Mario Ortiz, Háblame en la cama
Hoy es martes cinco de marzo. Para el santoral católico es, entre otros, día de Kierano, Lucio y Virgilio. Allá ellos y muchos parabienes. Para el mundo occidental, hoy culmina la aparentemente interminable fiesta del pecado, que comenzó el jueves graso. La fiesta de la carne, vamos.
El martes de carnaval.
En Río de Janeiro o Venecia, en Veracruz o Barranquilla, La Habana o Santa Cruz de Tenerife, Maguncia o Recife, en casi todo el mundo es la fiesta del desenfreno carnal, desde el amanecer hasta las doce de la noche. Al menos teóricamente; pero a mí me consta que en las calles de Nueva Orleans a las doce de la noche en punto comienzan los bomberos con manguera de alta potencia a barrer las calles llenas de vasos a medio beber y condones a pleno usar, mientras las emborrachadurías ya han cerrado.
Durante todo el día y la noche la gente se ha embriagado, ha pecado y ha escondido sus debilidades humanas en desenfreno, tras las bellísimas máscaras venecianas que la Commedia dell Arte nos heredó en el teatro y las fantasías que esplendorosas desfilan por el sambódromo de Brasil o el malecón de Mazatlán.
La fiesta tiene sin duda raíces paganas en las bacanales, las saturnales, las lupercarias y las egipcias en honor al buey Apis, pero es la católica cuaresma, que se inicia mañana con el miércoles de ceniza, la que da a la fiesta congruencia moral e ideológica.
Mañana comienza, para los cristianos, el periodo de cuarenta días de supuesta meditación y arrepentimiento para recordar que un día hemos de convertirnos en polvo como aquello de lo que provenimos, para culminar en la máxima celebración de Jesús, que es paradójicamente la memoria de su sufrimiento y muerte. Pero antes de entrar en esa penitencia, hay que celebrar la carne: una especie de despedida de soltero antes de entrar en el virtuoso matrimonio.
Hay una curiosa obsesión religiosa con el número cuarenta, como la hay en otros aspectos de su numeralia. Cuarenta días sufrió ayuno el rey David luego de que su hijo del adulterio con Betsabé enfermara mortalmente; cuarenta años marchó el pueblo de Israel a la tierra prometida; cuarenta días duró el diluvio y cuarenta días se retiró Jesús al desierto para vencer las tentaciones de Satanás. Cuarenta días dura el puerperio, en los que el hombre no debe tocar mujer después del parto.
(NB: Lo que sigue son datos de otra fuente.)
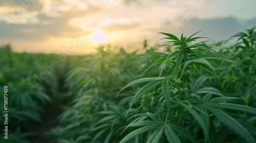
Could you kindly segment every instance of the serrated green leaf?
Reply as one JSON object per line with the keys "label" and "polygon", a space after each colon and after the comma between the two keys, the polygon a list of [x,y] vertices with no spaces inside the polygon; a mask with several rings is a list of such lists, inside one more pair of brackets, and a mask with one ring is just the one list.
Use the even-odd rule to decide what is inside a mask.
{"label": "serrated green leaf", "polygon": [[140,135],[144,133],[148,132],[152,130],[155,130],[159,127],[159,124],[153,124],[145,127],[141,127],[139,129],[136,129],[126,136],[125,136],[119,143],[125,143],[129,140],[134,138],[136,136]]}
{"label": "serrated green leaf", "polygon": [[163,136],[164,126],[156,129],[148,137],[146,143],[158,143]]}
{"label": "serrated green leaf", "polygon": [[166,59],[166,58],[167,58],[167,56],[166,57],[163,57],[163,58],[160,58],[159,59],[157,59],[156,60],[156,61],[155,61],[144,72],[144,73],[146,72],[146,71],[147,71],[147,70],[148,70],[148,69],[150,69],[150,68],[151,68],[151,67],[154,66],[155,65],[157,64],[158,64],[158,63],[163,63]]}
{"label": "serrated green leaf", "polygon": [[144,83],[144,82],[151,82],[151,81],[158,81],[158,80],[164,80],[164,78],[157,77],[157,78],[142,78],[142,79],[140,79],[134,80],[133,82],[132,82],[131,83],[130,83],[128,84],[127,85],[126,85],[125,86],[124,86],[124,87],[123,87],[123,88],[122,88],[122,89],[121,89],[119,91],[119,92],[118,92],[118,93],[117,93],[117,94],[116,95],[116,96],[117,96],[118,95],[118,94],[122,90],[123,90],[123,89],[124,89],[125,88],[126,88],[127,87],[130,87],[130,86],[136,85],[136,84],[140,84],[140,83]]}
{"label": "serrated green leaf", "polygon": [[165,124],[164,127],[164,133],[169,143],[181,143],[177,134],[167,124]]}
{"label": "serrated green leaf", "polygon": [[206,103],[205,105],[208,106],[222,108],[228,109],[233,109],[246,112],[252,114],[256,114],[256,109],[245,105],[233,104],[233,103]]}
{"label": "serrated green leaf", "polygon": [[206,94],[203,98],[203,103],[207,103],[210,99],[211,97],[211,93],[209,93]]}
{"label": "serrated green leaf", "polygon": [[142,88],[141,88],[135,94],[134,96],[134,98],[133,99],[133,100],[132,101],[132,102],[131,103],[129,109],[128,109],[128,111],[127,111],[127,113],[126,115],[128,114],[129,111],[131,109],[131,108],[132,108],[132,106],[139,99],[140,99],[141,96],[142,96],[144,94],[145,94],[146,92],[148,92],[148,91],[152,90],[154,88],[155,88],[156,86],[157,86],[158,84],[160,84],[161,82],[162,82],[162,80],[161,80],[159,81],[159,80],[155,80],[153,81],[152,81],[148,84],[147,84],[146,85],[144,86]]}
{"label": "serrated green leaf", "polygon": [[215,98],[212,99],[210,101],[207,102],[207,103],[219,103],[219,102],[227,102],[231,100],[237,100],[237,99],[241,99],[241,98],[234,98],[234,97],[219,97],[219,98]]}
{"label": "serrated green leaf", "polygon": [[221,122],[232,130],[248,142],[255,142],[253,137],[250,133],[238,121],[228,114],[215,107],[207,107],[208,110]]}
{"label": "serrated green leaf", "polygon": [[165,79],[162,83],[162,92],[165,97],[167,103],[167,109],[169,111],[170,108],[170,89],[169,82],[167,79]]}
{"label": "serrated green leaf", "polygon": [[181,127],[175,126],[174,125],[169,125],[170,128],[178,133],[182,135],[187,139],[188,139],[190,141],[191,141],[193,143],[196,143],[197,141],[196,140],[196,138],[194,136],[192,135],[190,133],[186,131],[184,129],[182,129]]}
{"label": "serrated green leaf", "polygon": [[178,69],[179,67],[180,67],[180,64],[182,62],[182,59],[183,59],[183,53],[182,52],[180,52],[176,58],[176,68],[175,68],[175,75],[177,74],[178,72]]}

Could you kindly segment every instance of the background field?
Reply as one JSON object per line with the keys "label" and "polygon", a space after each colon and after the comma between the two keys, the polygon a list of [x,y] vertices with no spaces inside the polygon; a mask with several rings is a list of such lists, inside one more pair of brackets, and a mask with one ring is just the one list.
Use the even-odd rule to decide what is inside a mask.
{"label": "background field", "polygon": [[[167,37],[173,36],[170,35]],[[192,53],[188,55],[191,59],[179,62],[179,58],[174,57],[167,60],[164,66],[162,66],[163,59],[166,58],[165,55],[157,53],[161,50],[161,53],[169,55],[179,50],[177,45],[172,47],[172,44],[149,46],[145,40],[141,47],[133,52],[127,52],[121,47],[102,45],[95,54],[79,56],[17,53],[12,51],[11,45],[3,46],[0,49],[0,86],[1,89],[8,86],[9,116],[8,139],[4,138],[4,120],[1,118],[0,142],[119,142],[133,131],[139,129],[138,127],[144,126],[142,124],[126,128],[128,125],[143,121],[164,120],[166,113],[166,123],[178,127],[172,126],[176,129],[175,134],[179,139],[173,134],[165,136],[159,134],[159,138],[152,142],[158,142],[157,140],[161,142],[194,140],[203,142],[207,141],[204,140],[206,137],[210,142],[255,140],[256,31],[255,28],[246,30],[232,38],[234,43],[229,40],[202,43],[208,45],[210,50],[202,47],[198,51],[193,50],[196,55],[206,58],[214,67],[214,70],[202,65],[202,62],[199,63],[201,66],[195,66],[195,69],[189,64],[187,71],[193,75],[187,79],[176,78],[175,73],[176,72],[180,74],[185,62],[196,58]],[[189,45],[194,43],[193,41]],[[148,55],[142,54],[145,53]],[[222,60],[211,60],[207,57]],[[178,64],[180,67],[178,65],[177,68]],[[146,70],[151,65],[154,66]],[[187,75],[191,74],[187,71],[185,72],[188,72]],[[147,85],[144,86],[145,83],[141,82],[124,89],[116,97],[122,88],[135,80],[168,76],[173,77],[177,86],[169,82],[166,89],[170,89],[167,90],[156,85],[154,89],[146,90]],[[178,91],[177,89],[180,88],[183,91]],[[141,89],[145,90],[141,91]],[[168,94],[165,92],[168,90],[171,96],[168,100],[163,95]],[[142,92],[141,96],[128,112],[133,99],[140,92]],[[182,93],[188,96],[182,97]],[[224,105],[222,106],[215,105],[216,109],[224,112],[219,112],[222,114],[211,111],[212,113],[205,117],[201,112],[205,110],[197,109],[199,104],[196,104],[196,100],[202,100],[204,97],[204,97],[209,96],[208,93],[212,95],[208,98],[216,100],[220,97],[230,97],[226,101],[224,98],[220,100],[220,102],[224,102],[221,104]],[[4,99],[1,97],[0,109],[3,116]],[[169,100],[176,101],[170,102]],[[228,106],[231,105],[225,104],[227,103],[250,108]],[[170,104],[169,106],[167,106],[168,104]],[[189,106],[191,106],[190,108]],[[207,136],[204,126],[195,114],[200,115],[199,118],[203,117],[203,120],[206,120],[204,117],[208,118]],[[232,125],[234,123],[241,125]],[[147,130],[146,127],[142,132],[138,130],[134,132],[134,137],[129,142],[145,142],[151,139],[155,130]],[[180,132],[181,129],[184,131]],[[238,132],[243,130],[247,132]],[[190,136],[186,136],[182,132],[189,133]]]}

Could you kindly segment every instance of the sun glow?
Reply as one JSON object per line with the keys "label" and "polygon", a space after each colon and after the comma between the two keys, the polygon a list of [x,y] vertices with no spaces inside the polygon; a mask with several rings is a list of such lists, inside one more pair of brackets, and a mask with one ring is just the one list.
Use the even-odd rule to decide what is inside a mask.
{"label": "sun glow", "polygon": [[91,39],[96,43],[101,43],[106,39],[106,36],[101,32],[97,31],[91,37]]}

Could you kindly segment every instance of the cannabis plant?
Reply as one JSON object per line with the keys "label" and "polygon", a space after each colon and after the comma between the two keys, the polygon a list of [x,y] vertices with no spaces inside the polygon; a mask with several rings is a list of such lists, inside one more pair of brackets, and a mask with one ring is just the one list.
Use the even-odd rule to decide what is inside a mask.
{"label": "cannabis plant", "polygon": [[[161,33],[166,36],[162,39],[167,40],[164,44],[175,50],[142,54],[159,56],[149,68],[159,65],[159,76],[136,80],[120,91],[144,85],[132,97],[125,112],[139,119],[130,121],[123,133],[132,131],[120,142],[255,142],[256,128],[251,126],[255,118],[240,121],[232,115],[255,115],[256,109],[232,103],[243,99],[225,97],[202,82],[201,77],[212,76],[222,86],[211,63],[228,60],[205,41],[195,42],[209,39],[194,37],[198,33],[188,37],[182,34],[180,38]],[[203,57],[201,52],[218,57]],[[136,115],[138,110],[142,111]]]}

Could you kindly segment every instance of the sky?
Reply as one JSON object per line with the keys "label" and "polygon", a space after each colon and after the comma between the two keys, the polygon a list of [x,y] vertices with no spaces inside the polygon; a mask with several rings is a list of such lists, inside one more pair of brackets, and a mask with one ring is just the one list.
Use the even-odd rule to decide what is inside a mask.
{"label": "sky", "polygon": [[153,46],[164,32],[215,41],[256,26],[256,1],[1,0],[0,45],[83,55],[101,44]]}

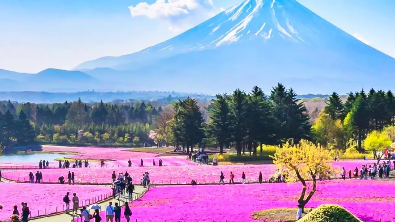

Como sucede con todas las tradiciones que nos son impuestas, los humanos acomodamos la cuaresma para aprovechar lo mejor que se pueda de ella. Una versión acomodaticia del ayuno, que se observa teóricamente desde el siglo cuarto, lo redujo a suprimir de la mesa la carne roja, últimamente sólo los viernes; aunque todas las prohibiciones alimentarias del Medio Oriente –cualquier religión– tiene que ver con hábitos de salud e higiene, la vigilia cuaresmal nos hace retornar a las delicias del mar. Cuando los precios lo permiten.
Como sucede con todas las tradiciones, se conserva lo grato del pecado y se olvida lo esencial de la penitencia. Por eso hoy en México, lamentablemente, cada vez menos aunque cada día seamos más pecadores, hoy es la fiesta de la carne. Como dicen los españoles: ¡Viva la Pepa!